From Mountain Xpress, here is Ileana Grams-Moog, discussing an ongoing, national issue--the continuous, rapid depletion of public library collections. She is describing the process in Asheville (NC) but it could just as easily have been anywhere:
From my time working as a librarian, I know that all libraries cull their collections on an ongoing basis. But what’s happening now is apparently a permanent downsizing. Nor is it only fiction that is disappearing. Science, history, biography, psychology, cooking, gardening, crafts: Every area is being depleted. Many—indeed, most—of the books being sold are out of print and therefore not easily available elsewhere, if at all.

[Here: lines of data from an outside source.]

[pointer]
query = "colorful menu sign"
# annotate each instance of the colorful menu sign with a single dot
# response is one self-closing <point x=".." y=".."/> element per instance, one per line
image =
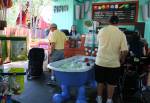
<point x="126" y="11"/>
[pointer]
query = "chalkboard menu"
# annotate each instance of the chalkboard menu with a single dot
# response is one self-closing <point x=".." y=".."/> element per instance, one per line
<point x="126" y="11"/>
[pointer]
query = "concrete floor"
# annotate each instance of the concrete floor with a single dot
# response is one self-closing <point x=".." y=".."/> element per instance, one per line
<point x="37" y="91"/>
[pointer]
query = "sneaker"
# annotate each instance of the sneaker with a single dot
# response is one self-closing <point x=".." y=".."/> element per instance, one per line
<point x="99" y="99"/>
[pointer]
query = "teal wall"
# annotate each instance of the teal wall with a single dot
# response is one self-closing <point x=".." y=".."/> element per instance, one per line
<point x="147" y="22"/>
<point x="63" y="19"/>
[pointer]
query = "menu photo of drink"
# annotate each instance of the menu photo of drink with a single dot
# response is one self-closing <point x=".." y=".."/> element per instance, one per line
<point x="127" y="12"/>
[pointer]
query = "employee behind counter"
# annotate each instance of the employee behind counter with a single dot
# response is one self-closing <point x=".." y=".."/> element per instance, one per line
<point x="74" y="37"/>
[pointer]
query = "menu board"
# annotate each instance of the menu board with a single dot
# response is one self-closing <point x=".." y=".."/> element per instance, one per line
<point x="126" y="11"/>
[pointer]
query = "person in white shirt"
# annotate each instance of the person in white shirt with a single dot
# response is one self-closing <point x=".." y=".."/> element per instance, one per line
<point x="73" y="33"/>
<point x="112" y="50"/>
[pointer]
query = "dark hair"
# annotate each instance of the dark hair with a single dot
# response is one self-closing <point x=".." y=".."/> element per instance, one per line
<point x="114" y="19"/>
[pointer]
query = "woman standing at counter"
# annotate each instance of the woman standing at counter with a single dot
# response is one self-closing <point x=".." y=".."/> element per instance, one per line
<point x="73" y="33"/>
<point x="74" y="37"/>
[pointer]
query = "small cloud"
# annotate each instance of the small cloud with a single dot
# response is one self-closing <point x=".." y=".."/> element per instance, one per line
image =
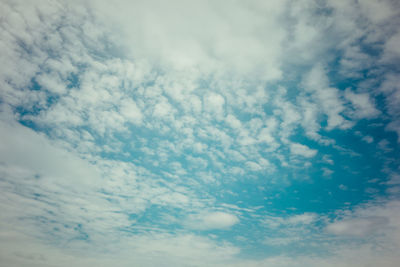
<point x="359" y="227"/>
<point x="211" y="220"/>
<point x="343" y="187"/>
<point x="368" y="139"/>
<point x="302" y="150"/>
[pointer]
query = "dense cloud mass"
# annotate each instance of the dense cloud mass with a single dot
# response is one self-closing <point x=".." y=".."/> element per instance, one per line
<point x="199" y="133"/>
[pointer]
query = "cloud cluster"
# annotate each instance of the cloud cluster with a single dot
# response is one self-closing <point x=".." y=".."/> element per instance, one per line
<point x="157" y="132"/>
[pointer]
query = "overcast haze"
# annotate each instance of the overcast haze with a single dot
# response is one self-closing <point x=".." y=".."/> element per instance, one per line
<point x="200" y="133"/>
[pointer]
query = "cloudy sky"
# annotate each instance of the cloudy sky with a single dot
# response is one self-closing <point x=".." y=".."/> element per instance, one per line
<point x="200" y="133"/>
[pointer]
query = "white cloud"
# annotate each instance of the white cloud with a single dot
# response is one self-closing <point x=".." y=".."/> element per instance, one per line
<point x="302" y="150"/>
<point x="211" y="220"/>
<point x="364" y="108"/>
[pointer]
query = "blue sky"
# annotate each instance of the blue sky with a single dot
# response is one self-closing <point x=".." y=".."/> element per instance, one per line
<point x="199" y="133"/>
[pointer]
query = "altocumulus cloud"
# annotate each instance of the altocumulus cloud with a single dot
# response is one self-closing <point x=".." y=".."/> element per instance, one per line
<point x="199" y="133"/>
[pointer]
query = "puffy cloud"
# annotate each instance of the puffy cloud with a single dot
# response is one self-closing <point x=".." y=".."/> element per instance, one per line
<point x="302" y="150"/>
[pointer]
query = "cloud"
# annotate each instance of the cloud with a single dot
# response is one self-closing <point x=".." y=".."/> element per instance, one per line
<point x="211" y="220"/>
<point x="357" y="227"/>
<point x="126" y="125"/>
<point x="302" y="150"/>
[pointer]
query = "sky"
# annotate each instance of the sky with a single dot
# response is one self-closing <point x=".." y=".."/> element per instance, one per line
<point x="200" y="133"/>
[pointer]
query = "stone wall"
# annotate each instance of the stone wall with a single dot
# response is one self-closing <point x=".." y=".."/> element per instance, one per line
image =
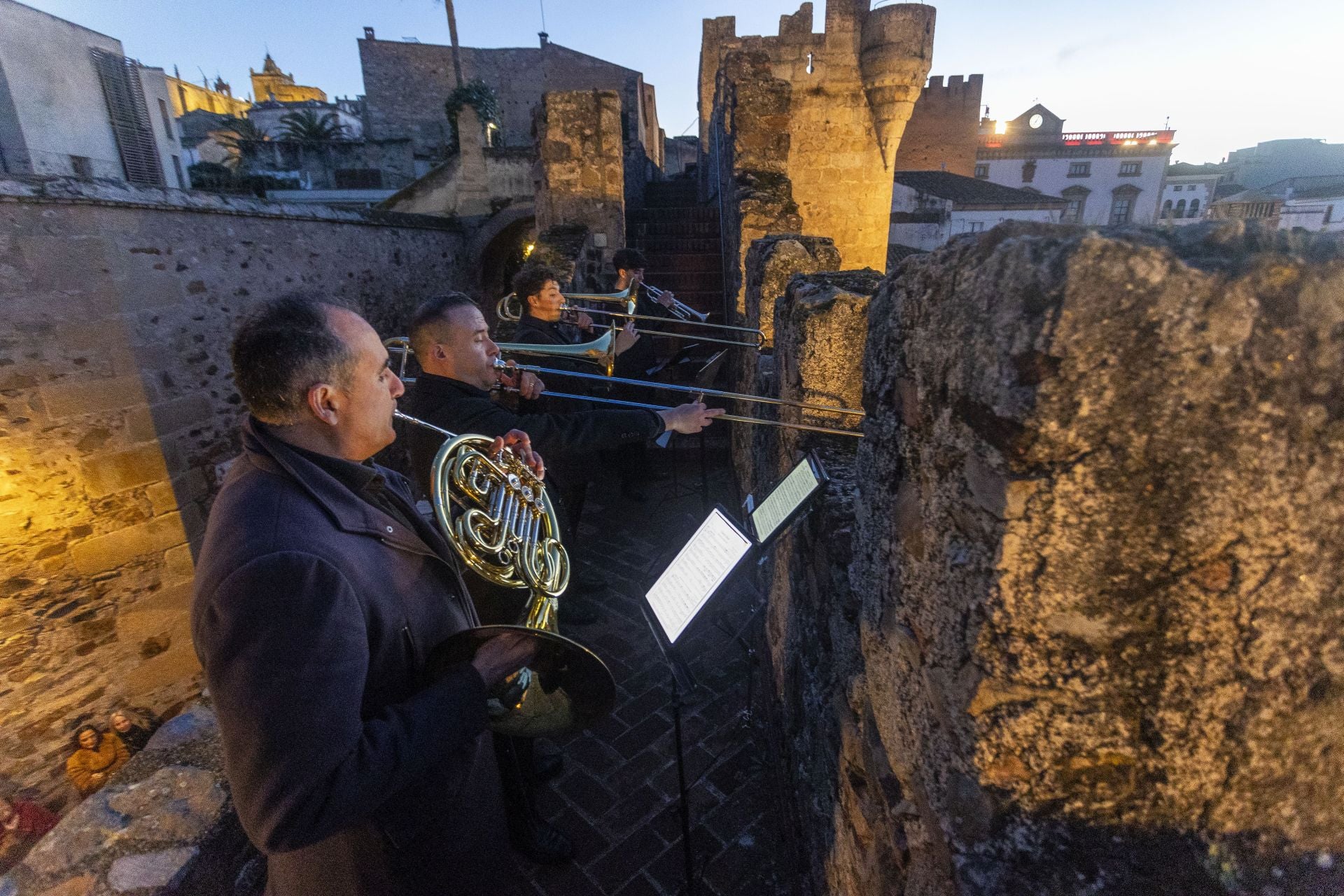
<point x="944" y="131"/>
<point x="853" y="90"/>
<point x="1084" y="633"/>
<point x="749" y="156"/>
<point x="164" y="824"/>
<point x="581" y="171"/>
<point x="820" y="328"/>
<point x="475" y="183"/>
<point x="120" y="416"/>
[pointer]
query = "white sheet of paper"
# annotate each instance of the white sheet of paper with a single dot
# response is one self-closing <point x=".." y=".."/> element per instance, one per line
<point x="785" y="498"/>
<point x="696" y="573"/>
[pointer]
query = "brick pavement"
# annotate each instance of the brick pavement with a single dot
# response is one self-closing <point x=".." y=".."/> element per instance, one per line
<point x="617" y="797"/>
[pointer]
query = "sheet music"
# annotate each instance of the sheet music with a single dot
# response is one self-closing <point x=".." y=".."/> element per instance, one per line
<point x="785" y="498"/>
<point x="696" y="573"/>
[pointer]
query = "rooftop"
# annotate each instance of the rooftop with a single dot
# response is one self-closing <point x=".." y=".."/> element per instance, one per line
<point x="968" y="191"/>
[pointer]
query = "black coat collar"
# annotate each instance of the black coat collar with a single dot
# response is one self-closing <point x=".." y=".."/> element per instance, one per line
<point x="350" y="512"/>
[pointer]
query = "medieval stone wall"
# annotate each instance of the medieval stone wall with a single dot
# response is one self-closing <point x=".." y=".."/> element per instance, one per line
<point x="944" y="131"/>
<point x="407" y="83"/>
<point x="581" y="169"/>
<point x="120" y="416"/>
<point x="771" y="264"/>
<point x="749" y="158"/>
<point x="1081" y="633"/>
<point x="853" y="90"/>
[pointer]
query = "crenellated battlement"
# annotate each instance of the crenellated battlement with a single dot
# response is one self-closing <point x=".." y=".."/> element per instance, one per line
<point x="854" y="88"/>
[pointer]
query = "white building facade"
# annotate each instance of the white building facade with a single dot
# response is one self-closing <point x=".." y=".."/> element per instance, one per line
<point x="73" y="105"/>
<point x="1316" y="209"/>
<point x="930" y="207"/>
<point x="1108" y="178"/>
<point x="1187" y="197"/>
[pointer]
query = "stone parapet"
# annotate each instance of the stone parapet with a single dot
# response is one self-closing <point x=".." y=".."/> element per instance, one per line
<point x="820" y="328"/>
<point x="1098" y="631"/>
<point x="581" y="164"/>
<point x="120" y="419"/>
<point x="771" y="262"/>
<point x="851" y="92"/>
<point x="164" y="824"/>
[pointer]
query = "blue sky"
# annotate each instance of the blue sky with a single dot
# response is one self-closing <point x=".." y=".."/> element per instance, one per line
<point x="1226" y="73"/>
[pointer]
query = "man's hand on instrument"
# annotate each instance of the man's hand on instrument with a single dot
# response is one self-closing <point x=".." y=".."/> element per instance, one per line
<point x="626" y="336"/>
<point x="527" y="383"/>
<point x="502" y="656"/>
<point x="689" y="418"/>
<point x="521" y="444"/>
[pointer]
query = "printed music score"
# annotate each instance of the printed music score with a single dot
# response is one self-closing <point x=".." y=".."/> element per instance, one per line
<point x="784" y="500"/>
<point x="696" y="573"/>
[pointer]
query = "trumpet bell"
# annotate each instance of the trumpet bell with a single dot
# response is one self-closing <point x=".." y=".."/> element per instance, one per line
<point x="565" y="687"/>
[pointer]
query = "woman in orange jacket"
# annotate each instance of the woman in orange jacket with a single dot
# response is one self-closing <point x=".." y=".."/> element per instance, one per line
<point x="97" y="755"/>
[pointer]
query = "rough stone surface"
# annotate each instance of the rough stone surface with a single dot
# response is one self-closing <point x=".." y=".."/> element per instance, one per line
<point x="164" y="824"/>
<point x="769" y="265"/>
<point x="749" y="159"/>
<point x="118" y="416"/>
<point x="150" y="871"/>
<point x="1091" y="634"/>
<point x="854" y="86"/>
<point x="581" y="176"/>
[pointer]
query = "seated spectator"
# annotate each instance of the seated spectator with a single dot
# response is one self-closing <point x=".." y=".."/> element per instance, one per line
<point x="22" y="824"/>
<point x="130" y="729"/>
<point x="97" y="755"/>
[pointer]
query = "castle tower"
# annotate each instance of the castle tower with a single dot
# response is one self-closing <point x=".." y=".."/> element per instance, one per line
<point x="851" y="92"/>
<point x="273" y="83"/>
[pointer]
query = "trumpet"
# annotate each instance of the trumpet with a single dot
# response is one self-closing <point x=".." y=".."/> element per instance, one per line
<point x="695" y="390"/>
<point x="511" y="309"/>
<point x="680" y="308"/>
<point x="507" y="532"/>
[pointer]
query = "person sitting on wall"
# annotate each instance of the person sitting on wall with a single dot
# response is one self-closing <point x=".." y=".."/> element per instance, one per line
<point x="96" y="758"/>
<point x="131" y="734"/>
<point x="22" y="824"/>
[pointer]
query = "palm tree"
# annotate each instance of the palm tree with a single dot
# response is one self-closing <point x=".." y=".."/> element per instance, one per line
<point x="305" y="127"/>
<point x="239" y="137"/>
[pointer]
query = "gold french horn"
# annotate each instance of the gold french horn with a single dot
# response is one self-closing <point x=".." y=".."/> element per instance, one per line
<point x="504" y="530"/>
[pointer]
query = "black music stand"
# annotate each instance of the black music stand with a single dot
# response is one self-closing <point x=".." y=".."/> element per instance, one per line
<point x="698" y="573"/>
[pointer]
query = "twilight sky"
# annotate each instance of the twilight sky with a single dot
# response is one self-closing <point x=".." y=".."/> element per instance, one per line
<point x="1226" y="73"/>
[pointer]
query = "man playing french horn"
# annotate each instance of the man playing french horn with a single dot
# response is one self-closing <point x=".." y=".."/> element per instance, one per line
<point x="320" y="597"/>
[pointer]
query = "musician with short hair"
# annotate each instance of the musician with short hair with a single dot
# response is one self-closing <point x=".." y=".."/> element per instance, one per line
<point x="320" y="596"/>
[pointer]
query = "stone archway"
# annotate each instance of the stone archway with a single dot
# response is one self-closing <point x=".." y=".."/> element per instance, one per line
<point x="498" y="251"/>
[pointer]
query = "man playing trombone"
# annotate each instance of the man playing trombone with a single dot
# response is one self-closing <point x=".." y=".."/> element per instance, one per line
<point x="457" y="358"/>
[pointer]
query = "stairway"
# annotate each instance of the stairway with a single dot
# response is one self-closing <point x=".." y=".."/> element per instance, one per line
<point x="680" y="239"/>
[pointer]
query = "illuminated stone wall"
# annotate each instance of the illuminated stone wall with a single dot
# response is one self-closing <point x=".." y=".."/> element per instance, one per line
<point x="118" y="414"/>
<point x="581" y="171"/>
<point x="854" y="88"/>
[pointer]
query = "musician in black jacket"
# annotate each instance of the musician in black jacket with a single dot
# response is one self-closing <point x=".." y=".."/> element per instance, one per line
<point x="457" y="360"/>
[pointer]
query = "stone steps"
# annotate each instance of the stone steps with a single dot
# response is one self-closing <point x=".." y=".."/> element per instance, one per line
<point x="680" y="239"/>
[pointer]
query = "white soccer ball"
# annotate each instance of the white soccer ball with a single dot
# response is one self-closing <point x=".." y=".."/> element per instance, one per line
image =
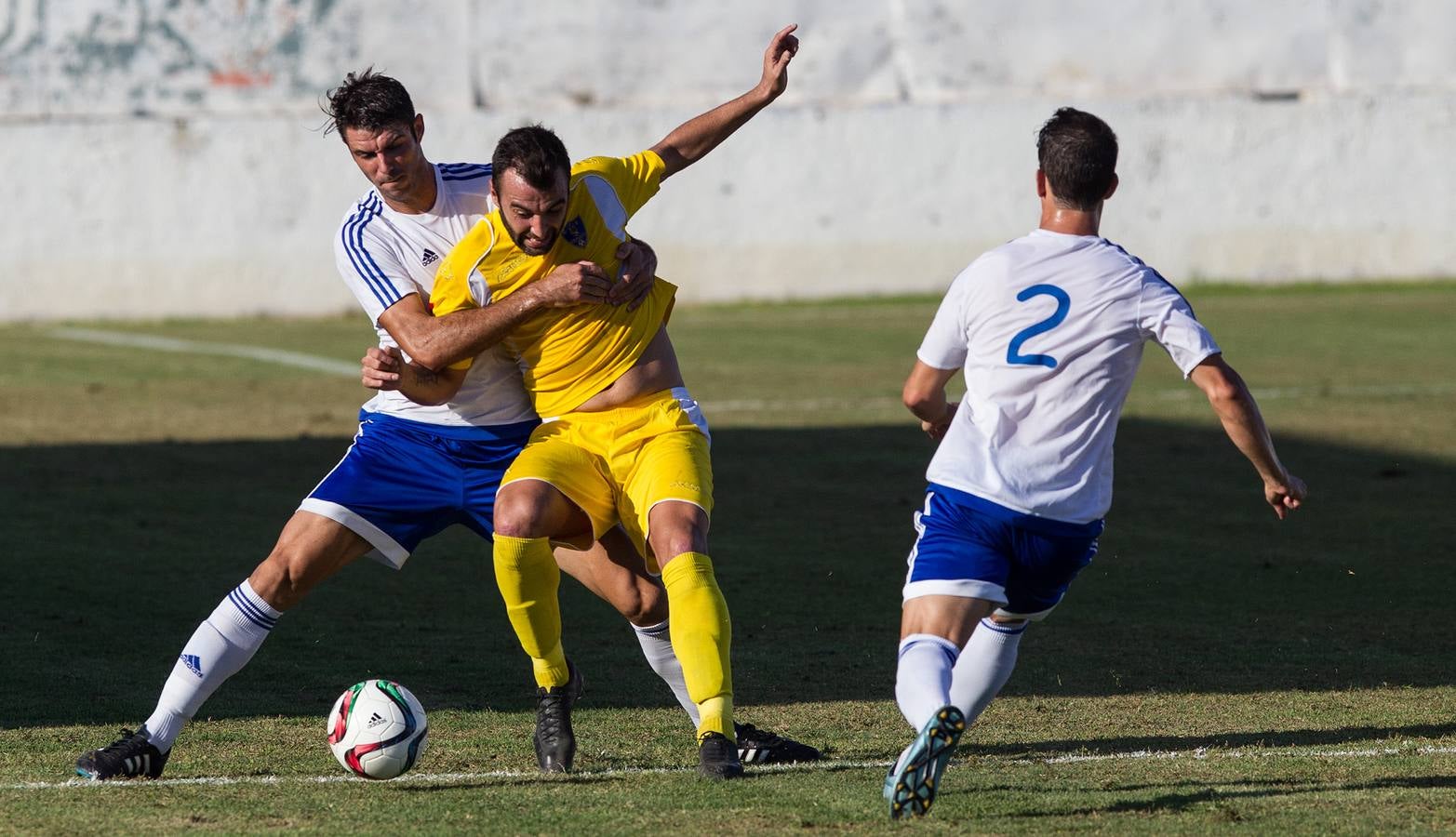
<point x="378" y="729"/>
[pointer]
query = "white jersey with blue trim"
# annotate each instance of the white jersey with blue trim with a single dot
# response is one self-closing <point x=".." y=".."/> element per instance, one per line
<point x="384" y="255"/>
<point x="1049" y="331"/>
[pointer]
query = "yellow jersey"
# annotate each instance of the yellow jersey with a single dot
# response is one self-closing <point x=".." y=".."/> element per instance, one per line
<point x="567" y="354"/>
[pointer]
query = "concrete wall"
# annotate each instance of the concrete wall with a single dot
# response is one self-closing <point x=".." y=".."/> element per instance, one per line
<point x="167" y="156"/>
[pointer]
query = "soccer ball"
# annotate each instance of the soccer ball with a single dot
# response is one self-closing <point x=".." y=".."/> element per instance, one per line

This is especially deplorable in areas where old books contain information not available in new ones. In cooking, gardening, crafts, yoga, poetry, history and even in science, in fields such as animal behavior and paleontology, old books contain detailed, lively information that’s no longer covered in more recent ones. To get rid of these books is the equivalent of deliberate, collective amnesia.The other issue is storing the books, if they are not discarded. The public appears willing to pay for libraries, but not usually willing to spend tax money to build warehouses for old books that no longer circulate. (What's to become of the thousands of old, dated books, if indeed they are kept?) There are thousands of volumes discarded every year, everywhere. Most municipalities have periodic book-sales, and if you have ever been to one of these, you know some really fantastic, unique books are culled from local collections, constantly.
I was told that the criterion used is how recently the book last circulated. I just bought, for $2, a book that I took out about a year ago (and that cost the library more than $30 when acquired).
And what about the user-atmosphere of the libraries themselves? In larger cities (and increasingly, in small ones, too) homeless people sleep in libraries during the day, use the restrooms, panhandle when security guards aren't looking, etc. Have Borders and Barnes & Noble become the new 'library'--as educated, suburban readers prefer not to deal with the riff-raff that is the general public?
For an entertaining and informative take on the library biz, check out Blogging Librarian.
And I can only add, with considerable vehemence, SAVE THE LIBRARIES!!!!!!